The anti-inflammatory results of decumbent corydalis tuber polysaccharide CPS1 are shown in FIG. 19 and Table 4, and the histograms corresponding to different letters in FIG. 19 show the expression influence of different groups on different inflammatory factors, and the difference is significant (P <0.05) through significance analysis. The decumbent corydalis polysaccharide CPS1 sample groups with the mass concentration of 75 mug/mL or 150 mug/mL can obviously reduce the relative expression quantity (P <0.05) of mRNA of inflammatory factors TNF-alpha and COX-2, and the inhibition rates (P >0.05) of the TNF-alpha and COX-2 expression of the two sample groups and a positive control group are not obviously different, which indicates that the anti-inflammatory effect of the decumbent corydalis polysaccharide CPS1 is equivalent to that of DXMS. The decumbent corydalis tuber polysaccharide CPS1 can also remarkably reduce the mRNA relative expression quantity (P <0.05) of inflammatory factors IL-1 beta and IL-6 in RAW264.7 cells induced by lipopolysaccharide.

TABLE 5 inhibitory Effect of CPW2 on LPS-induced inflammatory factors in RAW264.7 cells

The anti-inflammatory results of decumbent corydalis tuber polysaccharide CPW2 are shown in fig. 20 and table 5, and the histograms corresponding to different letters in fig. 20 show the expression effect of different groups on different inflammatory factors, and the difference is significant (P <0.05) through significance analysis. The corydalis amabilis polysaccharide CPW2 sample groups with the mass concentration of 75 mu g/mL or 150 mu g/mL can obviously reduce the relative expression quantity (P <0.05) of mRNA of inflammatory factors TNF-alpha and COX-2, and the two sample groups with different mass concentrations have no obvious difference, which indicates that no dose-effect relationship exists. The decumbent corydalis tuber polysaccharide CPW2 can also remarkably reduce the relative expression quantity (P <0.05) of mRNA of inflammatory factor iNOS in RAW264.7 cells induced by lipopolysaccharide.

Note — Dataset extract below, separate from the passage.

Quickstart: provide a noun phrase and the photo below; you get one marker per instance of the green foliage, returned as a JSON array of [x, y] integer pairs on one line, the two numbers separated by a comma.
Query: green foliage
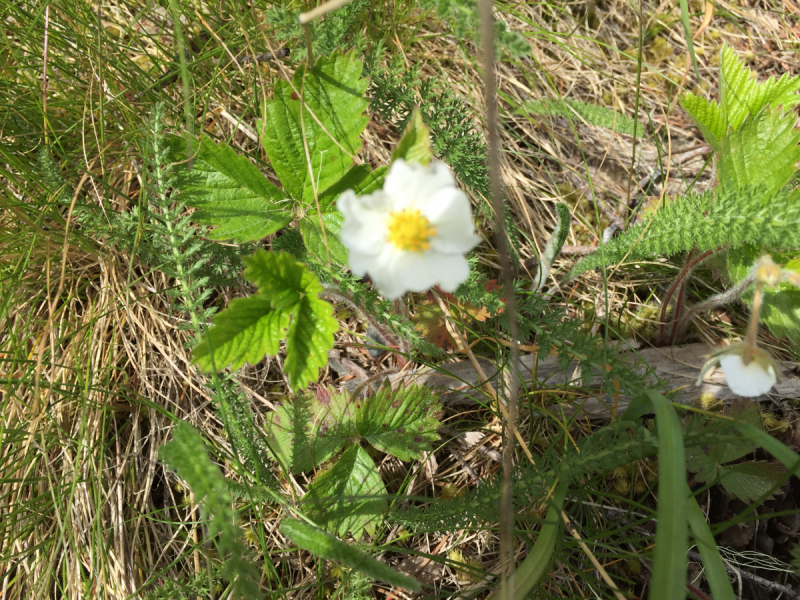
[[187, 455], [762, 152], [705, 222], [747, 481], [350, 496], [230, 192], [593, 114], [609, 448], [311, 429], [341, 28], [716, 574], [328, 547], [287, 306], [537, 563], [753, 209], [311, 150], [554, 244]]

In conclusion, the polysaccharide CPS1 and CPW2 of corydalis amabilis provided by the invention have good anti-inflammatory effect.

Although the present invention has been described with reference to the preferred embodiments, it should be understood that various changes and modifications can be made therein by those skilled in the art without departing from the spirit and scope of the invention as defined in the appended claims.